寝苦しい夏の夜と妻(仮)が風邪をひいたらしい話
おばんです。
妻(仮)が隣で洞穴の中から吹き出る風のような音を立てながら若干苦しそうに寝ている。
どうやら夏風邪を引いたらしい。
起きている時に、何とか治す方法がないものかと尋ねてみたが、妊婦は風邪薬を飲めないからとだけ言って、特になんの対策もする気は無いらしい。
そんな話をしていたらちょうど薬用養命酒のCMがテレビから流れた。
そうだ、妊娠中は薬は飲めないが漢方は大丈夫だと聞いたことがある気がする。
「養命酒ならいいんじゃない? ほら、滋養強壮にいいって聞くし。今後は体力も必要だから飲んでみたら?」
「養命酒? それってお酒じゃん」
「……。」
そうだね、アルコールはダメだよね。
今軽く調べてみたら、養命酒の公式曰く、飲んでも大丈夫かどうかはその人のアルコール体質にもよるので、決して飲んではいけないことはない。少なくとも養命酒の生薬成分には胎児に悪影響をおよぼすことはないとのことだった。
なんかよくわからなかったが、結論、ちょっとでも悪影響が出るかもしれないことはしないほうがいいよね。
そう思いつつ、妻(仮)が味に飽きたと言って大量に余らせた葉酸入りキャンディを舐めながら妻(仮)の髪を撫でてあげる。
ちょっと嬉しそうな顔をした後、「フゴッ!」というすごいいびきを返された。
うむ、今日も僕は愛されているなぁ。
んでは、まず。
夢を見る僕と僕の話
僕はむかしから寝るのが好きな子供だった。
日中に干してふかふかでぽあぽあする布団が大好きだったし、寝ている時だけみることができる夢の世界はどんな映画や本よりもドラマティックでエキサイティングに感じた。
小学生の僕は典型的な早寝遅起きだったで、夜の10時が活動限界だった。そうするとなにが起こるかというと、金曜ロードショーで放送されている映画が最後まで見れないのだ。ジョン・トラボルタがどんなに派手な戦闘シーンを繰り広げていようが、パズーがどれだけ「シーター!!」と叫ぼうが、10時を過ぎた時点でもう僕の脳みそは新たなる夢の世界へと旅立ってしまっていた。

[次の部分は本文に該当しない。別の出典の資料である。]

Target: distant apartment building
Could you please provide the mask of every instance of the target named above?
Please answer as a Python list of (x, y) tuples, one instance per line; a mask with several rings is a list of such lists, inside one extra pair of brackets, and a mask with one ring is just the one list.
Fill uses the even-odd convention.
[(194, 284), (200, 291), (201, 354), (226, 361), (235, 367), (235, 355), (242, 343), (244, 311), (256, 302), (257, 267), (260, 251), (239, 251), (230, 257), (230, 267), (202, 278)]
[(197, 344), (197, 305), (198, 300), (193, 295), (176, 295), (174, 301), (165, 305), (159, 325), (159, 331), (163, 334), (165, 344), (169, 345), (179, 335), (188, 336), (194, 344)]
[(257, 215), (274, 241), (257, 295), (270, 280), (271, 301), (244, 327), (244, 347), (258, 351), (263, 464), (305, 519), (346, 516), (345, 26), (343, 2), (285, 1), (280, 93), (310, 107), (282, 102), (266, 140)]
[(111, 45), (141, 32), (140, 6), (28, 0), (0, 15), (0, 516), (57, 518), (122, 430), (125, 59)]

当時の僕はこのことをたいへん残念に思っていた。でも、いつかは自分もおとなになり、どんなに夜更かしをしても元気マンマンな体になるのだろうと確信していた。だからこそ、まだこどもである自分はおおいに寝て、今後体験するであろう深夜の時間に耐えうる強靭な体をつくり出そうと自分に言い聞かせて眠りについた。